STL杂谈：priority_queue

2023-07-31 C++

Intro

优先队列和队列的区别在与“优先”的概念上。对于普通队列而言，遵循的是先进先出（FIFO）的驱逐原则。而优先队列是默认会驱逐队列中最大的元素，因为插入元素和驱逐元素是会始终保持队内有序。优先队列以对数时间复杂度的插入和提取为代价，提供了O(1)时间的提取最大元素的操作。

priority_queue的定义为：

template<class T,
				 class Container = std::vector<T>,
				 class Compare = std::less<typename Container::value_type>
class priority_queue;

T：存储元素的类型（存储整数就是int，也可存储自定义的class类型）。如果T和Container中的存储值类型不符合，会导致undefined behavior。

Container：底层存储元素的container。必须是Sequence Container（std::vector or std::deque）。内部必须提供以下常用的函数：

front()
push_back()
pop_back()

Compare：用于比较每个元素。在push()和pop()阶段都会自动调用，维护顺序，并且必须遵循strict weak ordering。否则会导致undefined behaviour。

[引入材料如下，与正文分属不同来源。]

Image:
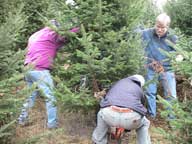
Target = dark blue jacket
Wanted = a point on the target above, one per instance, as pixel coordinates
(155, 47)
(126, 93)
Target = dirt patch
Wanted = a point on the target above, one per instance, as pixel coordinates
(74, 128)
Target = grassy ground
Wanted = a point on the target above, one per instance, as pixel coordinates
(74, 128)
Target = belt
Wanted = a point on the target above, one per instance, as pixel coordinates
(120, 109)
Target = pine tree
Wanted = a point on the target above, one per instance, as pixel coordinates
(106, 49)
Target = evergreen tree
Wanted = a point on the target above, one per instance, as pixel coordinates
(104, 51)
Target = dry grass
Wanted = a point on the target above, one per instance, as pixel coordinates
(74, 128)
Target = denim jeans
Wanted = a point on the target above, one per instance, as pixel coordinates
(169, 87)
(106, 118)
(45, 84)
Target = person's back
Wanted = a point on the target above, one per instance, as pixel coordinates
(42, 48)
(122, 107)
(125, 93)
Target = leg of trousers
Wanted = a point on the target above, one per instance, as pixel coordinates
(45, 84)
(130, 121)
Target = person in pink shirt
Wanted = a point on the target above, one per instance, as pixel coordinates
(41, 52)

可以看到，默认情况下，在使用内建的类型时，会使用std::less方法作为比较器，在这个情况下，调用top()方法，获取的就是比较后最大的元素。

Functions

常用的函数方法如下：

名称	用途
top	获取顶部的元素
empty	判断优先队列是否为空
size	判断当前优先队列的大小
push	在队列中插入元素
emplace	原地在队列中插入元素
pop	移除顶部元素

值得注意的是，优先队列并不支持访问除去顶部元素之外的其他元素。

Use Case

使用时需要#include <queue>。

使用内建类型时，可以不定义Container和Compare，自动使用std::less的方法进行排序。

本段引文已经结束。